The coming year is likely to see a surge in AI manipulation, from automated blackmail and fraud to the spread of conspiracy theories.

All in all, AI will bring many incredible things to the world in 2024, but it will also challenge us in new ways.


Predictions from friends

My thoughts on this topic are also on the Zhihu hot list.


Zhi friend "Leader Xiaobai" predicts that in 2024, the model effect will further break through, and it may only need 7B model inference resources to be on par with the current GPT-4.

As deployment costs drop significantly, 2024 may be the first year of AIAgent and a hit.

It is possible that a multi-modal model can emerge that leads to a unified world.

The first AI movie is also expected to appear in 24 years.


A PhD student in the Department of Automation at Tsinghua University believes that ‘further breakthroughs have been made in multi-modal large models, and image and video generation capabilities have been further improved. More human jobs, especially those that require some creativity, are being replaced. The emerging capabilities of large models in some fields have been further highlighted, showing some more creative behaviors. ’

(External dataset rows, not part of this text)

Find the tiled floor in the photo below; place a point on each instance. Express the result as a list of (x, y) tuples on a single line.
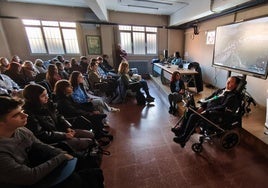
[(143, 154)]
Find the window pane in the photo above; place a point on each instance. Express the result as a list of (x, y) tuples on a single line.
[(138, 43), (36, 40), (70, 41), (125, 27), (126, 41), (50, 23), (136, 28), (151, 29), (151, 43), (31, 22), (53, 39), (67, 24)]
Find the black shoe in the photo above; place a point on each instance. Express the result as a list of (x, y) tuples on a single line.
[(108, 136), (148, 99), (170, 110), (105, 131), (177, 131), (179, 140)]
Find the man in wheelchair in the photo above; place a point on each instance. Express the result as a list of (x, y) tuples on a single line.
[(217, 109)]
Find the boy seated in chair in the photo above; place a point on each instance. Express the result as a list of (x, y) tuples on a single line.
[(223, 102), (27, 162)]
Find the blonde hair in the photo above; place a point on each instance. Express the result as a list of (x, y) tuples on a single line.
[(123, 67)]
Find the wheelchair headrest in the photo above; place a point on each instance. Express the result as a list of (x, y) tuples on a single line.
[(241, 84)]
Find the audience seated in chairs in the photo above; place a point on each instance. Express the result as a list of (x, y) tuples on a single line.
[(220, 106), (104, 84), (177, 89), (33, 163), (84, 116), (50, 126), (8, 87), (4, 64), (127, 83), (29, 71), (14, 72), (80, 95), (104, 70), (63, 74), (52, 76), (84, 64)]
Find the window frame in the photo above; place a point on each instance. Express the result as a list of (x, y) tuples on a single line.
[(132, 29)]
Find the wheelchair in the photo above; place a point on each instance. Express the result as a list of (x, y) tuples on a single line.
[(224, 128)]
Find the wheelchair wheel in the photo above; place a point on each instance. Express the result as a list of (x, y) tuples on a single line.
[(197, 147), (230, 139)]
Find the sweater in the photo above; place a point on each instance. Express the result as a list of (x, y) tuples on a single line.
[(15, 164)]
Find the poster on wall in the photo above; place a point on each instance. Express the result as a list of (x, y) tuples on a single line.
[(94, 45)]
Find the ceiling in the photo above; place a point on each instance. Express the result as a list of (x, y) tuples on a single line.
[(182, 13)]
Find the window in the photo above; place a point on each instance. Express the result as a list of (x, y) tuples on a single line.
[(52, 37), (138, 40)]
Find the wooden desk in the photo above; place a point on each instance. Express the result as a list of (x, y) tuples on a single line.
[(166, 72)]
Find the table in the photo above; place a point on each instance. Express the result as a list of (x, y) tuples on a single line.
[(166, 71)]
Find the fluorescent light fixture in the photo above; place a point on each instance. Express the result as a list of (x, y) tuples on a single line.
[(137, 6), (156, 2)]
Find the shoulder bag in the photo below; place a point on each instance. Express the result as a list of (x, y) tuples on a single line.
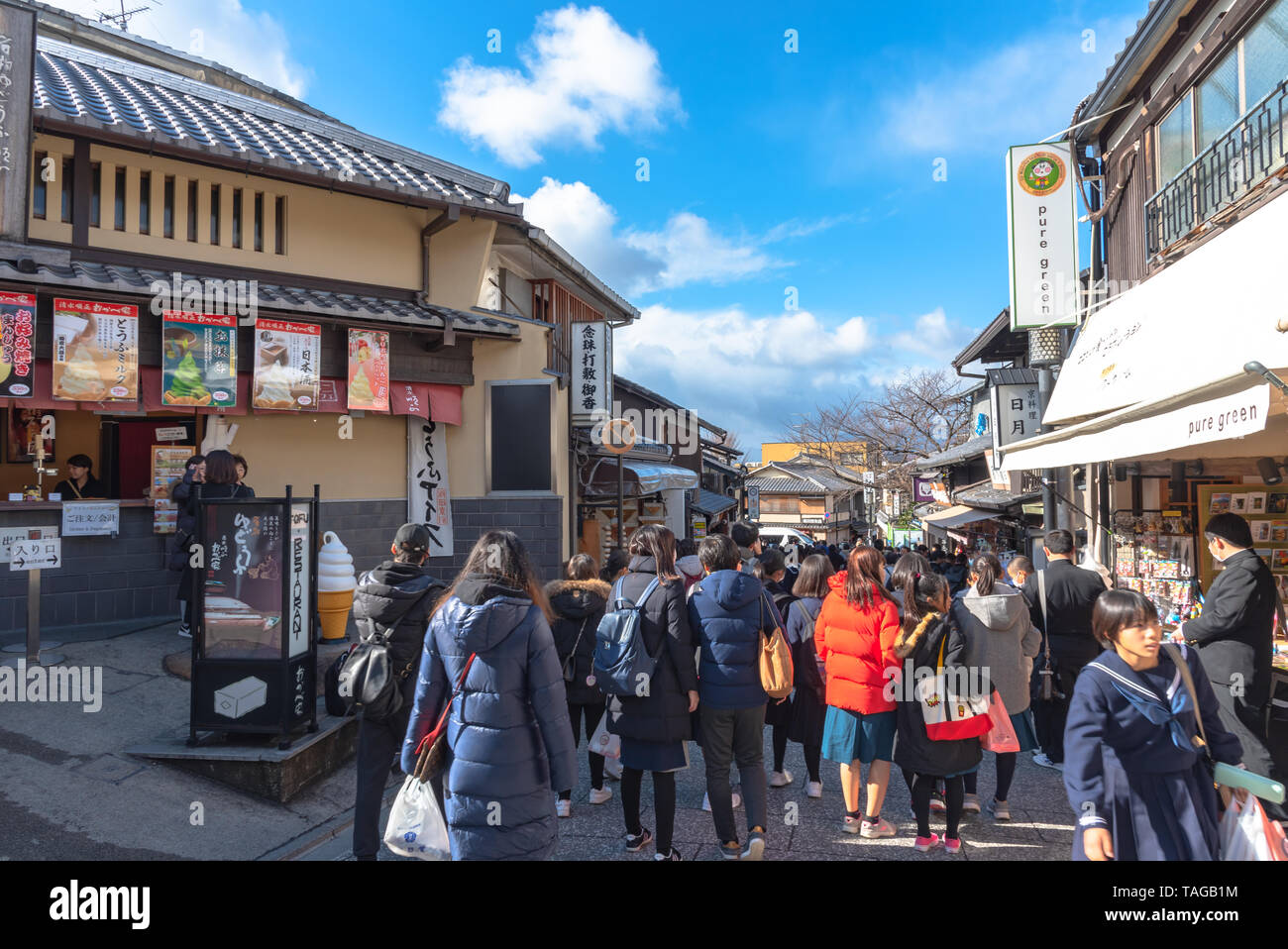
[(776, 660)]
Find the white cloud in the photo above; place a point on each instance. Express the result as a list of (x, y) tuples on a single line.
[(687, 250), (224, 31), (750, 373), (583, 75), (1018, 93)]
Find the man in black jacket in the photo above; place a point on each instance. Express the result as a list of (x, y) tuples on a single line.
[(1070, 595), (1233, 636), (397, 599)]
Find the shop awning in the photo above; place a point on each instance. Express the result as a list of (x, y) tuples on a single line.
[(1231, 411), (957, 515), (711, 502), (1190, 326)]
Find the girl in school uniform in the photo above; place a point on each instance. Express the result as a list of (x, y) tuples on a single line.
[(1134, 778)]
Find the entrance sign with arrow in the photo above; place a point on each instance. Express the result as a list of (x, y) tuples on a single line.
[(37, 555)]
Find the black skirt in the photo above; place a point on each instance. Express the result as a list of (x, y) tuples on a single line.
[(805, 725)]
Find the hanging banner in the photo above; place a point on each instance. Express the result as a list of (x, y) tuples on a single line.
[(1041, 200), (198, 360), (591, 372), (429, 499), (95, 352), (369, 369), (287, 359), (17, 329)]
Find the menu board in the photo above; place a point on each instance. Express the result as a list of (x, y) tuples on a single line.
[(243, 605), (198, 360), (17, 329), (369, 369), (287, 359), (167, 469), (95, 352)]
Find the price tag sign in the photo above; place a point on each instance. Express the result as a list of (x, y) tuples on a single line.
[(37, 555)]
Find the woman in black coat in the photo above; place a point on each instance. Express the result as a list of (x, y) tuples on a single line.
[(927, 634), (218, 479), (579, 605), (655, 726)]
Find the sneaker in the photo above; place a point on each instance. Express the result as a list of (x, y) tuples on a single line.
[(635, 845), (926, 844), (883, 828), (706, 801)]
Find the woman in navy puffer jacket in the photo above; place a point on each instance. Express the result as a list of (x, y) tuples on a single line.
[(509, 738)]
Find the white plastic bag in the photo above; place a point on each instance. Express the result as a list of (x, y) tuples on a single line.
[(1243, 833), (416, 827), (603, 742)]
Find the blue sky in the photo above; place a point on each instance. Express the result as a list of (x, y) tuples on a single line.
[(768, 168)]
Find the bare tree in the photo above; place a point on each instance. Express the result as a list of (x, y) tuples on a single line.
[(919, 415)]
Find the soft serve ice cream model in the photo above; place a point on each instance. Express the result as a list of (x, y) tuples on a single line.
[(336, 582)]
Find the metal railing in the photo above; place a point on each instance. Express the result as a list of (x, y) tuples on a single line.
[(1223, 174)]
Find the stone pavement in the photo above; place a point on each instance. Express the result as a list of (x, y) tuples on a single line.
[(1041, 825), (69, 792)]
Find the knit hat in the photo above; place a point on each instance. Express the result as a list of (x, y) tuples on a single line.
[(1231, 528)]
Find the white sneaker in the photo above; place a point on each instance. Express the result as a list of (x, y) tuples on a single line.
[(706, 801)]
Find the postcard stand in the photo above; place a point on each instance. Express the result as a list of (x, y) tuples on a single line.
[(254, 654)]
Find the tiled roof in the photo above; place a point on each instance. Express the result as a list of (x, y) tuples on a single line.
[(136, 279), (103, 91)]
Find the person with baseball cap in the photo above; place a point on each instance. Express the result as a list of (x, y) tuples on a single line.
[(393, 599), (1233, 636)]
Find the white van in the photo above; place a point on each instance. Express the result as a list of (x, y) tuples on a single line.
[(772, 535)]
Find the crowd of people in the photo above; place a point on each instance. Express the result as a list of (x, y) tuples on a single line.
[(1080, 669)]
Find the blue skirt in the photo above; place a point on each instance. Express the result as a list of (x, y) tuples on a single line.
[(855, 737)]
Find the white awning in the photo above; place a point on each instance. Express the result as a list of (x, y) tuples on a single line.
[(1168, 426), (1190, 326), (957, 515)]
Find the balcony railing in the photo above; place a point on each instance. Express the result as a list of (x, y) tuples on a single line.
[(1223, 174)]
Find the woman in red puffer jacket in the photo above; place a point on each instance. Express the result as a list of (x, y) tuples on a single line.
[(854, 638)]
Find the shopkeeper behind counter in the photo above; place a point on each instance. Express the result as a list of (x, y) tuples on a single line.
[(80, 481)]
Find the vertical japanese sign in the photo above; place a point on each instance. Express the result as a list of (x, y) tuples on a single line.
[(299, 608), (590, 371), (17, 329), (369, 369), (429, 498), (287, 359), (198, 360), (1041, 200), (95, 352), (17, 52)]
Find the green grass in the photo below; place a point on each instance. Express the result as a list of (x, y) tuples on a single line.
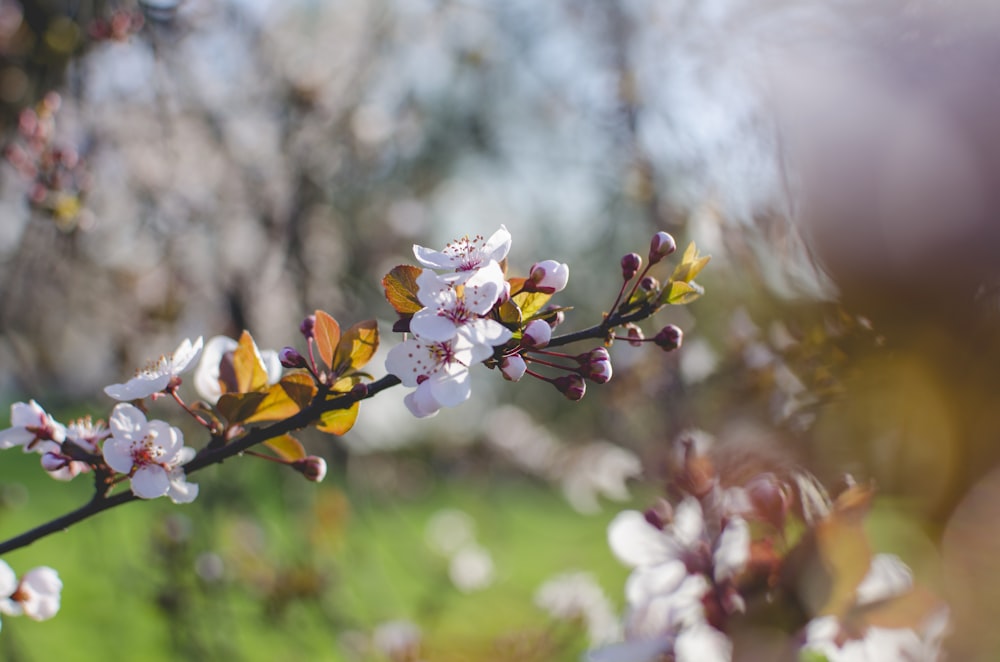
[(304, 567)]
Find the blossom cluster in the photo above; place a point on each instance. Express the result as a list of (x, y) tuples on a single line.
[(698, 566), (458, 323)]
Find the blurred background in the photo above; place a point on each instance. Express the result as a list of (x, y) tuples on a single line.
[(199, 167)]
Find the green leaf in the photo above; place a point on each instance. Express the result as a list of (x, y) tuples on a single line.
[(338, 421), (357, 346), (284, 399), (248, 367), (287, 447), (678, 293), (691, 264), (327, 335), (400, 287)]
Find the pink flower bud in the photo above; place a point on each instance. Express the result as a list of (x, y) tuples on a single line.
[(669, 338), (536, 334), (513, 368), (312, 467), (661, 246), (290, 358), (548, 276), (306, 328), (631, 264), (572, 386)]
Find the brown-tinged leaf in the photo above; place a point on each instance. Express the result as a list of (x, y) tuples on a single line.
[(530, 302), (357, 346), (400, 287), (327, 335), (284, 399), (338, 421), (287, 447), (248, 367), (238, 407), (678, 293)]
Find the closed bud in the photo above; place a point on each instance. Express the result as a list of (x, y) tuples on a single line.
[(290, 358), (306, 328), (312, 467), (513, 368), (661, 246), (669, 338), (537, 334), (631, 264), (572, 386)]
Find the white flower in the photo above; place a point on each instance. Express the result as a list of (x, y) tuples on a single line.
[(39, 593), (207, 374), (467, 253), (548, 276), (458, 309), (32, 428), (439, 370), (151, 453), (159, 374)]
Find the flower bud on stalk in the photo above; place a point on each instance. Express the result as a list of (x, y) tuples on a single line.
[(312, 467), (669, 338), (572, 386), (513, 368), (631, 264), (290, 358), (537, 334), (661, 246)]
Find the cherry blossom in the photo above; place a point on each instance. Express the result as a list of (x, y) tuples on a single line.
[(217, 352), (151, 453), (32, 428), (159, 374), (439, 370), (467, 253), (458, 310)]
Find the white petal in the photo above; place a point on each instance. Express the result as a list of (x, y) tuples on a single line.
[(150, 482), (636, 542), (127, 422), (732, 550), (887, 577), (118, 455), (427, 324)]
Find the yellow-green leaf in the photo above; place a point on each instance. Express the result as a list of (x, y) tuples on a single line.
[(287, 447), (284, 399), (327, 335), (248, 367), (678, 293), (530, 302), (338, 421), (691, 264), (357, 346), (400, 287)]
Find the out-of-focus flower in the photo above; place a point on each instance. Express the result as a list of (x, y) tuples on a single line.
[(38, 593), (217, 353), (458, 310), (577, 595), (159, 374), (32, 428), (467, 253), (150, 453), (547, 276)]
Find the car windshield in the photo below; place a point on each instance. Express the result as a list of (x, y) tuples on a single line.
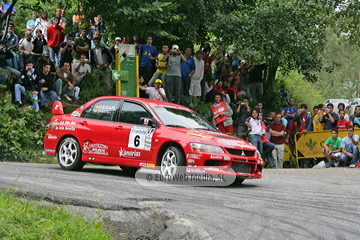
[(172, 117)]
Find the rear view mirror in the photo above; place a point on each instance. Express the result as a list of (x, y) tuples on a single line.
[(146, 121), (57, 108)]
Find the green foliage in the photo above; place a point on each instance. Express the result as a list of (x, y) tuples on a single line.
[(301, 90), (28, 219), (21, 132), (341, 68)]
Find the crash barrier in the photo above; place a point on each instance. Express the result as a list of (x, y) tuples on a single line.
[(310, 144)]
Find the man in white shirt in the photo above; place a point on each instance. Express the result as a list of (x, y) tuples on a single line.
[(156, 92), (80, 69), (195, 85), (25, 48)]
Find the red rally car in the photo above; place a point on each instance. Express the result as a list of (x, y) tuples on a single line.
[(133, 133)]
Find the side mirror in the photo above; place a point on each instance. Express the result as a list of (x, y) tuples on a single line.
[(57, 108), (146, 121)]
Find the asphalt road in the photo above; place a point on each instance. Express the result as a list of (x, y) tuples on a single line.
[(284, 204)]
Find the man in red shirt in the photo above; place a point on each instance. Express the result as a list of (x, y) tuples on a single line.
[(277, 130), (55, 36), (342, 122)]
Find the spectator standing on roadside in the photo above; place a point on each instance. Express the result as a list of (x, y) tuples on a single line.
[(355, 118), (38, 44), (173, 74), (277, 131), (46, 86), (221, 114), (187, 70), (147, 53), (156, 92), (330, 118), (161, 67), (342, 123), (55, 36), (196, 78), (30, 24), (25, 48), (350, 151), (290, 111), (332, 150), (256, 80), (242, 113), (42, 23)]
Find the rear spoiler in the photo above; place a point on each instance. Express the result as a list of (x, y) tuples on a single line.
[(57, 108)]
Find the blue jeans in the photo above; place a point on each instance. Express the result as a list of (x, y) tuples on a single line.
[(55, 54), (348, 160), (34, 97), (256, 141), (44, 100), (22, 58), (267, 148)]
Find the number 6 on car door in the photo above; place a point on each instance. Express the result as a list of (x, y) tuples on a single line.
[(141, 137)]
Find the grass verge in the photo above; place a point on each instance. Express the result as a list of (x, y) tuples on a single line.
[(27, 219)]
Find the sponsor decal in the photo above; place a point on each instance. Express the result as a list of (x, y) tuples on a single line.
[(68, 122), (76, 114), (193, 155), (129, 154), (53, 125), (95, 148), (198, 135), (191, 161), (195, 170), (141, 137)]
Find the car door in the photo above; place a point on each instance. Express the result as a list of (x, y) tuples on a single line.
[(96, 125), (133, 140)]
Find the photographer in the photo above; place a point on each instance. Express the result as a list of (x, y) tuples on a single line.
[(28, 84), (242, 113), (173, 74), (67, 50)]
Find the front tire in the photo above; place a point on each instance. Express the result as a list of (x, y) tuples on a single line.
[(69, 155), (172, 158)]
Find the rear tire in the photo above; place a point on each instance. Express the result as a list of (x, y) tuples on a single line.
[(69, 155)]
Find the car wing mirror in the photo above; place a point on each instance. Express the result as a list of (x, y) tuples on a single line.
[(57, 108), (146, 121)]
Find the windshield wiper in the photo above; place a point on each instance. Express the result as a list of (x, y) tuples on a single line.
[(174, 125)]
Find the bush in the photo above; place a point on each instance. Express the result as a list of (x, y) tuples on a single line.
[(21, 131)]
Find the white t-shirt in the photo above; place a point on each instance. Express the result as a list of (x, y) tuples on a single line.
[(99, 56), (79, 75), (153, 93), (27, 46)]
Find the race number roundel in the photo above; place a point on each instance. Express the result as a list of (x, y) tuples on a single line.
[(141, 137)]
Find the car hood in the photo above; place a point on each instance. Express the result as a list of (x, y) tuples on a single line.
[(215, 138)]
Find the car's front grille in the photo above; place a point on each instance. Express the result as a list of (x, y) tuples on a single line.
[(244, 153), (241, 167)]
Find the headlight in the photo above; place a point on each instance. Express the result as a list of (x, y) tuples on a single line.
[(199, 147), (258, 154)]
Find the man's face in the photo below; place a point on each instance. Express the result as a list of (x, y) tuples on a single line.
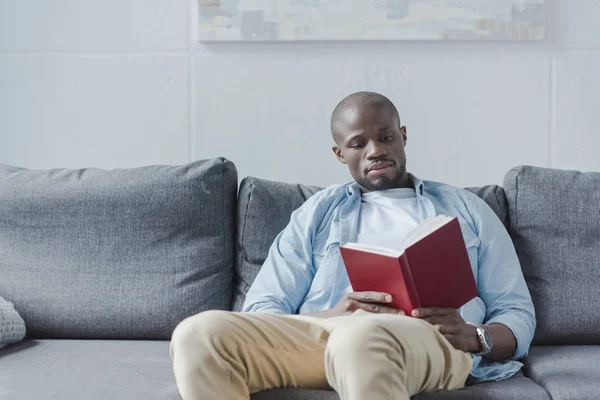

AI architect ‘Chunyang CYang’ estimates that 2024 should be the first year for the implementation of large-scale AI model applications.

Throughout 2023, although large models are popular, there are still very few products that can actually be implemented, and they only focus on shallow applications such as rewriting copywriting.

But now, there are many creative products in the field of large models being launched, and we can look forward to a wave of them.


Programmer @小五哥 predicted——

Large language models will calculate and reason on mobile phones; Agents will do more practical things on behalf of people; the most exciting thing is that humanoid robots are likely to help us wash, mop the floor, cook, and clean the room!